По словам Лилии, официально никто никого не информировал, но сразу поползли слухи, что что-то случилось:
— Что и где — никто толком не знал. Помню только почти пустые троллейбусы в городе, люди старались не выходить лишний раз на улицу. Все были притихшими, настороженными, в общем, никто не понимал, что произошло, и что делать.
Позже, когда уже стало ясно, что произошла ядерная катастрофа, никаких рекомендаций и указаний не было. Врачи тоже не были готовы и, как и обычные люди, слабо представляли, что делать. В городе начались массовые отравления йодом:
— Люди слышали, что нужен йод для защиты от поражения щитовидной железы, но в какой форме, дозировке — никто понятия не имел, принимали кто как мог. В аптеках йод исчез.
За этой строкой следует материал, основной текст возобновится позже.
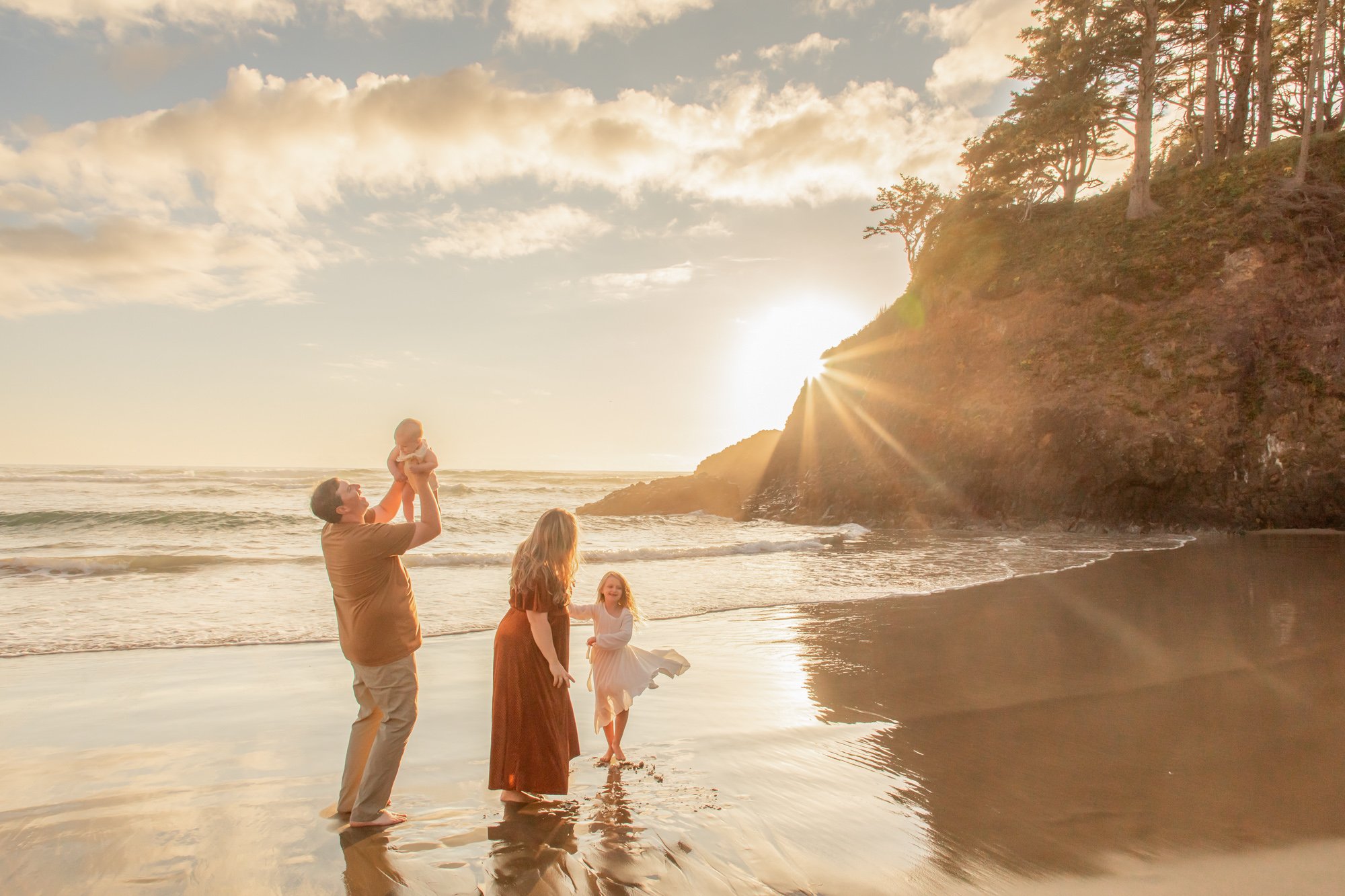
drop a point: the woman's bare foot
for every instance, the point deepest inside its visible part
(383, 819)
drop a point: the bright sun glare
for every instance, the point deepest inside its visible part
(779, 350)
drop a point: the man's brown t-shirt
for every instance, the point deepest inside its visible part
(376, 608)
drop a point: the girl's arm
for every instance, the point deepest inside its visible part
(543, 638)
(619, 638)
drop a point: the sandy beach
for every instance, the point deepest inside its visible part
(1156, 723)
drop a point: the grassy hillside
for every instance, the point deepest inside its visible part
(1182, 370)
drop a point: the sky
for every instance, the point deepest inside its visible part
(566, 235)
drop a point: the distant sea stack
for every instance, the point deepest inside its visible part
(719, 486)
(1187, 370)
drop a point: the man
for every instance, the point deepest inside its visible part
(380, 633)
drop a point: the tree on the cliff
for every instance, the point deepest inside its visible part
(1312, 101)
(914, 209)
(1148, 17)
(1055, 131)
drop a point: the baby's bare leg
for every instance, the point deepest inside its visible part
(410, 502)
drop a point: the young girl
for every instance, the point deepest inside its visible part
(619, 673)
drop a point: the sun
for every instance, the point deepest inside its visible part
(778, 352)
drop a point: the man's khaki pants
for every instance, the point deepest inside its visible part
(379, 736)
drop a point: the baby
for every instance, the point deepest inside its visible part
(412, 452)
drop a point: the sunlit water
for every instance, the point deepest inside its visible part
(100, 559)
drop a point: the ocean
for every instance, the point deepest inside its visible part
(126, 559)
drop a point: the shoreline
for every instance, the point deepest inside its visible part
(1190, 540)
(1160, 720)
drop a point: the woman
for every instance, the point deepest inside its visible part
(533, 732)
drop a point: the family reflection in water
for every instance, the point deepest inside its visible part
(1156, 702)
(540, 848)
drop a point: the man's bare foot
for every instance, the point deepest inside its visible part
(383, 819)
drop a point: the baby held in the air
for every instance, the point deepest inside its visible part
(412, 454)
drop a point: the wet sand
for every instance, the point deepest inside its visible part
(1161, 723)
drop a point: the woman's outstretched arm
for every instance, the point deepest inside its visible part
(543, 638)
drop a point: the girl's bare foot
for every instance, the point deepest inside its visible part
(383, 819)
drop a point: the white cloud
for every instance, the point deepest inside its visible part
(267, 151)
(48, 268)
(119, 17)
(824, 7)
(712, 228)
(508, 235)
(626, 284)
(572, 22)
(981, 36)
(814, 46)
(376, 10)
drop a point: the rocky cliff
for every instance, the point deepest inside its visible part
(1182, 372)
(719, 486)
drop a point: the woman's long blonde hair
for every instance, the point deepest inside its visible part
(627, 595)
(549, 557)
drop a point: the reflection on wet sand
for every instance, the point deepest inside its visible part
(1186, 701)
(1168, 723)
(369, 862)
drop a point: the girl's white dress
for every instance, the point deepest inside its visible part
(621, 671)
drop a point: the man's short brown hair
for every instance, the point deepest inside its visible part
(326, 501)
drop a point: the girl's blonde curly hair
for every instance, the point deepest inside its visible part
(627, 595)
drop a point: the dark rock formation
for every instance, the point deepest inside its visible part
(719, 486)
(744, 462)
(672, 495)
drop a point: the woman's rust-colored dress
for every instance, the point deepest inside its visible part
(533, 732)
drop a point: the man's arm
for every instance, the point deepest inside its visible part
(387, 509)
(430, 524)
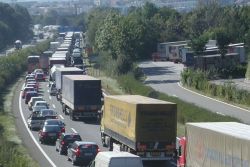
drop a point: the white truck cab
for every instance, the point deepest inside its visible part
(113, 159)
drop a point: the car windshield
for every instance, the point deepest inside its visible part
(88, 147)
(51, 128)
(48, 112)
(53, 123)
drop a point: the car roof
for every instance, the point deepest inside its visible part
(31, 92)
(85, 142)
(48, 110)
(41, 102)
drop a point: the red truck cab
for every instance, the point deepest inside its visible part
(181, 146)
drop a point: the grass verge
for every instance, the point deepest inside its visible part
(10, 133)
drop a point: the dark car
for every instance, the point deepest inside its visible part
(54, 122)
(65, 140)
(49, 133)
(82, 152)
(48, 114)
(29, 95)
(25, 90)
(40, 76)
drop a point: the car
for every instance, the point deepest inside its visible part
(52, 88)
(38, 71)
(29, 77)
(30, 80)
(40, 76)
(26, 89)
(48, 113)
(82, 152)
(29, 95)
(41, 103)
(54, 122)
(32, 85)
(37, 109)
(33, 100)
(65, 140)
(49, 133)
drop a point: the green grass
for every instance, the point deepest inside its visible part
(13, 151)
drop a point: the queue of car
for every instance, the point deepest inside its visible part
(50, 128)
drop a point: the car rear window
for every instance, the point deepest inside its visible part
(52, 128)
(88, 147)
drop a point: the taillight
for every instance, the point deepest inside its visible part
(43, 134)
(77, 151)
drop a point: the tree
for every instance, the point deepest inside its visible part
(198, 44)
(222, 41)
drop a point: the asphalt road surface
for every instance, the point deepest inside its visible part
(165, 76)
(45, 154)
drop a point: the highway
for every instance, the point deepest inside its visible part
(165, 77)
(45, 154)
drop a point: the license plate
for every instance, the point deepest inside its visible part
(155, 153)
(52, 134)
(88, 154)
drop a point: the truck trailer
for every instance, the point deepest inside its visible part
(59, 74)
(140, 125)
(214, 144)
(81, 96)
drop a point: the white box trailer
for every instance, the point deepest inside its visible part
(216, 144)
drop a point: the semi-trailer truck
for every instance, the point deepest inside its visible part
(59, 74)
(140, 125)
(81, 96)
(214, 144)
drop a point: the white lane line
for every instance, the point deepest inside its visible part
(31, 135)
(74, 130)
(174, 95)
(213, 99)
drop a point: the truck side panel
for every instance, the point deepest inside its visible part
(81, 92)
(214, 148)
(133, 122)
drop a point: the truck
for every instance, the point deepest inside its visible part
(52, 75)
(64, 71)
(217, 144)
(57, 60)
(81, 96)
(162, 53)
(40, 35)
(53, 46)
(18, 44)
(141, 125)
(44, 60)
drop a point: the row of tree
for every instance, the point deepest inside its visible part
(15, 24)
(123, 38)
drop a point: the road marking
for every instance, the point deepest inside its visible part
(174, 95)
(74, 130)
(213, 99)
(220, 113)
(31, 135)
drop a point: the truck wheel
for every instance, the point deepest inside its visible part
(110, 144)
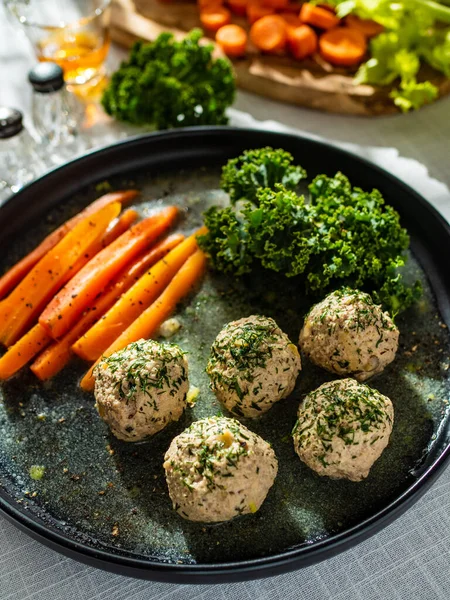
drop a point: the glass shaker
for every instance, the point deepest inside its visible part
(54, 114)
(19, 161)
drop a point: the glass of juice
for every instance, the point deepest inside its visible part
(74, 34)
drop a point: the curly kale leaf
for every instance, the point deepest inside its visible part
(342, 236)
(171, 84)
(243, 176)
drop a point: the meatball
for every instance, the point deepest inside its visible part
(142, 388)
(342, 428)
(218, 469)
(348, 334)
(253, 364)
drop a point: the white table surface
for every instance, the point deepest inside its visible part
(408, 560)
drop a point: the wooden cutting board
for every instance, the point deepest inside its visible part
(312, 83)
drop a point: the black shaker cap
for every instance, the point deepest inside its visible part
(10, 122)
(46, 77)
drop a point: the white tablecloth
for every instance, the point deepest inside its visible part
(410, 559)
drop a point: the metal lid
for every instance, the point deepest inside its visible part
(10, 122)
(46, 77)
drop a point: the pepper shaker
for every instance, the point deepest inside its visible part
(54, 118)
(19, 161)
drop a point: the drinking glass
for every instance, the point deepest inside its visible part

Первомайскую демонстрацию не отменили и люди, как обычно, вышли на нее с детьми:
— Кажется, только после 1 Мая мы уже точно узнали про аварию, а до этого было молчание, демонстрация же важнее человеческих жизней, — рассказала врач. — Думаю, и это не только мое мнение, что тогдашнее руководство всеми силами пыталось скрыть сам факт аварии. Наверное, надеялись, что «само рассосется». Хотя руководители республики быстренько вывезли свои семьи подальше. О людях не думали. Нас, интернов, отправляли в командировки в 30-километровую зону для оказания высококвалифицированной медицинской помощи населению (а врачи со стажем, видимо, были менее квалифицированными, чем мы), все отказывались ехать под любым предлогом, а нас никто не спрашивал. Зато впоследствии не нашлось ни одного командировочного удостоверения, подтверждающего факт нашего пребывания в зоне.
Для Беларуси авария стала трагедией. Поначалу с аварией связывали рост почти всех заболеваний, но со временем пришли к выводу, что явный доказанный всплеск, связанный с аварией, имеют рак щитовидной железы и лейкозы. Особенно у детей.
— Для меня лично авария тоже не прошла бесследно. У меня рак щитовидной железы, дважды не очень удачно оперированный (врачам всегда везет), прошла 6 курсов лучевой терапии, надеюсь, что еще поживу.
На вопрос отправилась бы сейчас ликвидировать подобную катастрофу Лилия ответила отрицательно:
— Может, и не патриотично, зато честно. У меня статус пострадавшей от аварии на ЧАЭС, было много льгот (лекарственное обеспечение, оздоровление, проезд, ЖКХ и т.д.). Власти, уже не советские, а белорусские, временно упразднили льготы, лет 10 уже назад, а теперь и не вспоминают про такую мелочь.
Авария на четвертом энергоблоке Чернобыльской АЭС произошла 26 апреля 1986 года. В работах по ликвидации последствий катастрофы участвовало более 600 тысяч человек. В первые три месяца погиб 31 человек. 15 декабря 2000 года Чернобыльскую АЭС окончательно закрыли.